“Very well, sir,” said the old woman. The bargain was concluded, and Mr. Usher went out a very happy man. For a green, unused 7 1/2d. Canada postage stamp, as all philatelists know, will fetch some eight or nine pounds, if judiciously put on the market, and Mr. Usher had a beautiful specimen already in his collection. Fortune was really smiling on him this morning.
He reached Matthew Lanyon's office in a seraphic temper, which a quarter of an hour's wait did not ruffle. When Mr. Lanyon's client had departed, he was shown into the office, where Matthew was seated at his desk.
“I thought you would come,” said Matthew, without further greeting. “Sit down.”
“You are not looking at all well, my dear friend,” said Usher. “You should really take care of yourself.
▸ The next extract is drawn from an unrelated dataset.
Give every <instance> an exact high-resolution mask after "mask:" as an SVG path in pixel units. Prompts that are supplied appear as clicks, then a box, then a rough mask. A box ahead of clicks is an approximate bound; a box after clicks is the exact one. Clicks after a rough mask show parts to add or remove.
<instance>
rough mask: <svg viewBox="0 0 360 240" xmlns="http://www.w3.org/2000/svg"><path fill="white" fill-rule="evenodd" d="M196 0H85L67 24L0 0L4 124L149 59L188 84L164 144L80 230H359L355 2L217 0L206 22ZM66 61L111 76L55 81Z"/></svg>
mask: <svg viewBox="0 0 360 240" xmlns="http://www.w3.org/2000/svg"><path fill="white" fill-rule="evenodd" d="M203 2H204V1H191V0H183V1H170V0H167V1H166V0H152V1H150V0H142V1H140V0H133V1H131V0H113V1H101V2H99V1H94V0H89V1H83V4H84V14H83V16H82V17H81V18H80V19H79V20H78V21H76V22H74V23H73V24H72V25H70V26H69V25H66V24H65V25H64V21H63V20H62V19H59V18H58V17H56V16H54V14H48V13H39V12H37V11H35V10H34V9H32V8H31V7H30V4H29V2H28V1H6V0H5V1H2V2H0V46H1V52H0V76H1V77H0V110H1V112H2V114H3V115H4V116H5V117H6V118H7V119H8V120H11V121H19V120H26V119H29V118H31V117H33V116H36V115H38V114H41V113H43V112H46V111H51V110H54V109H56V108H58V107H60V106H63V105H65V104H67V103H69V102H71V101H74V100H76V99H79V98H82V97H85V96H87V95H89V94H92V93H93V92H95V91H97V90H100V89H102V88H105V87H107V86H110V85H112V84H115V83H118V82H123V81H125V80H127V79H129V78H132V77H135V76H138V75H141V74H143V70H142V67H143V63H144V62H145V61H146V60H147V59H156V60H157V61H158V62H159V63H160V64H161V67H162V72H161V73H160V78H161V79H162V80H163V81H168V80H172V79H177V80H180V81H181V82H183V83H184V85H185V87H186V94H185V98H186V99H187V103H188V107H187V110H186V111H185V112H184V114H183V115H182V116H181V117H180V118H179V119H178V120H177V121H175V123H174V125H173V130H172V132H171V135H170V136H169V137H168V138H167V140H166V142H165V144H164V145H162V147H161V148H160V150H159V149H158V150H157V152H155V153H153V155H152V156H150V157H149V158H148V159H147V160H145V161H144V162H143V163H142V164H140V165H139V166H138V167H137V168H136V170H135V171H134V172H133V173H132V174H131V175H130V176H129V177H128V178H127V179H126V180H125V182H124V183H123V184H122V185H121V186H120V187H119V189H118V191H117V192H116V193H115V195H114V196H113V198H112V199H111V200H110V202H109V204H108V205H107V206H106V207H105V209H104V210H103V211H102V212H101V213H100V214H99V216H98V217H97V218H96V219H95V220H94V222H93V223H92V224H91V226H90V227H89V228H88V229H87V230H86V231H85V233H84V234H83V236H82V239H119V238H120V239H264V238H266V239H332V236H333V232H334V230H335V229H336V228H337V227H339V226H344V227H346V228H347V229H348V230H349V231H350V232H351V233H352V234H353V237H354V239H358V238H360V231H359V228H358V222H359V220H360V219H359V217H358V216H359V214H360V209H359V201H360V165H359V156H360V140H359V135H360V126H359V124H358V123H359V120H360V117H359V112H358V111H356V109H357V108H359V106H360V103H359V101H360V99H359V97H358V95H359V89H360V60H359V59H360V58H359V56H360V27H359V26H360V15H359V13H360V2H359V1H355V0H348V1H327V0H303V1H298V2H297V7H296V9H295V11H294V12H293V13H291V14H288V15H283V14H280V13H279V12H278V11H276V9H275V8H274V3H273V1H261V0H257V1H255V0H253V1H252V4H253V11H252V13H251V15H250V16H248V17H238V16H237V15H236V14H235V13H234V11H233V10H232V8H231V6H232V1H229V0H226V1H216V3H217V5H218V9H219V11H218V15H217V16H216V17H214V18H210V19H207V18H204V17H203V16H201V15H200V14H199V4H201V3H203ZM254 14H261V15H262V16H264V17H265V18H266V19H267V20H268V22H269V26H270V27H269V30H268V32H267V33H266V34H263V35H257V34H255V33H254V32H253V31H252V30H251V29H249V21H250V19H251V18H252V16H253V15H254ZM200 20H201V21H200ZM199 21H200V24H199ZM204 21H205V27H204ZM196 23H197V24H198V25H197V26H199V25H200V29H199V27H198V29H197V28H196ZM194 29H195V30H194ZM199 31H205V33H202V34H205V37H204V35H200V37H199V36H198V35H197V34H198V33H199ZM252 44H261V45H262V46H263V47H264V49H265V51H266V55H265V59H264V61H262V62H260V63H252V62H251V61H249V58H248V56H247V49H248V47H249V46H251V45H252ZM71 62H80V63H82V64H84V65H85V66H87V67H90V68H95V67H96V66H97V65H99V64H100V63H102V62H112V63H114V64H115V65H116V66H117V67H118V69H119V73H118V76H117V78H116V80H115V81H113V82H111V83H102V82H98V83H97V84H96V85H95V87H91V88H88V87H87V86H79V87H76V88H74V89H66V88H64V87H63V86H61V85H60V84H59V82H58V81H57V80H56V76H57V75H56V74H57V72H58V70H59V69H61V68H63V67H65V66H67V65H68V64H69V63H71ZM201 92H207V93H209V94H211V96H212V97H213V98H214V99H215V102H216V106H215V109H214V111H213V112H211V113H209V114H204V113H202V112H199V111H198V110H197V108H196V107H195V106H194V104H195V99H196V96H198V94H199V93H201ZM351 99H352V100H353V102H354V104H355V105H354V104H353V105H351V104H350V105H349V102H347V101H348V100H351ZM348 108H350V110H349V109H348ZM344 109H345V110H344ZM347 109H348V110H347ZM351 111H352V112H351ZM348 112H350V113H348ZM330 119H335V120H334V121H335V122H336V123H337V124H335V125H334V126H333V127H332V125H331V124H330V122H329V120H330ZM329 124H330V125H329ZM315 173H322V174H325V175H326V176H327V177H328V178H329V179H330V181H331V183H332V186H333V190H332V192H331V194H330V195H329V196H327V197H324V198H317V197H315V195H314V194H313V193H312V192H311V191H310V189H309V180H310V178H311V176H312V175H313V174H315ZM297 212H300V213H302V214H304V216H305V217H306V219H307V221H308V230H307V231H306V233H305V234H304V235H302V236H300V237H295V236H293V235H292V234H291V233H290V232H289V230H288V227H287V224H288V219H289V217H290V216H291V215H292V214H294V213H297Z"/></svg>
I always say it is wrong for a man to let his business affairs get the upper hand with him.”
It was true. Matthew had been ailing considerably of late, and his doctor had urged him to do a number of impossible things,—to go for a sea voyage, to reduce his practice, to take a partner. He was killing himself. He must stop, or human science wouldn't answer for the consequences.
“Human science can wait till she's asked,” the old man had replied with a certain humour. The past year had aged him considerably. His hair was greyer, his figure slightly bent, his face and hands thinner, his brow more care worn. Characteristically he had told Sylvester of none of his ailments, and during the weekends Sylvester had spent at Woodlands, he had made special efforts to appear bright and strong. When Sylvester, anxiously informed by his aunt, questioned him, he had laughed in his cheery way, but with a touch of petulance, and asked how he, a man of science, could attribute any importance to Agatha's silly whimsies.
He was not the man to be fond of pity, even from those dearest to him; a fortiori, he found Usher's sympathy particularly obnoxious.
“I'm exceedingly well,” he said somewhat irritably. “Better than I have been for months.”
“Perhaps the pleasant news has cheered you,” said Usher. “There is nothing like the happiness of others to make the heart young again. I am always rejoiced at the happiness of others. It is my nature.”
He said it with such an air of dull simplicity, uttering each vocable with weighty deliberation, that a smile flickered around Matthew's lips. “I really think you believe it.”